Dropbox is one of the most popular desktop applications in the world: You can install it today on Windows, macOS, and some flavors of Linux. What you may not know is that much of the application is written using Python. In fact, Drew’s very first lines of code for Dropbox were written in Python for Windows using venerable libraries such as pywin32.

Though we’ve relied on Python 2 for many years (most recently, we used Python 2.7), we began moving to Python 3 back in 2015. This transition is now complete: If you’re using Dropbox today, the application is powered by a Dropbox-customized variant of Python 3.5. This post is the first in a series that explores how we planned, executed, and rolled out one of the largest Python 3 migrations ever.

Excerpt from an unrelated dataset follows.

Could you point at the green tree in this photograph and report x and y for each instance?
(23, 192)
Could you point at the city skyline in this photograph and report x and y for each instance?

Exciting new features Python 3 has seen rapid innovation. Apart from the (very) long list of general improvements (e.g. the str vs bytes rationalization), a few specific features caught our eye: Type annotation syntax: Our codebase is quite large, so the ability to use type annotations has been important to developer productivity. We’re big fans of MyPy here at Dropbox, so the ability to natively support type annotations is naturally appealing to us.

Coroutine function syntax: We rely heavily on threading and message-passing—through variants of the Actor pattern and by using Futures—to build many of our features. The asyncio project and its async/await syntax could sometimes remove the need for callbacks, leading to cleaner code.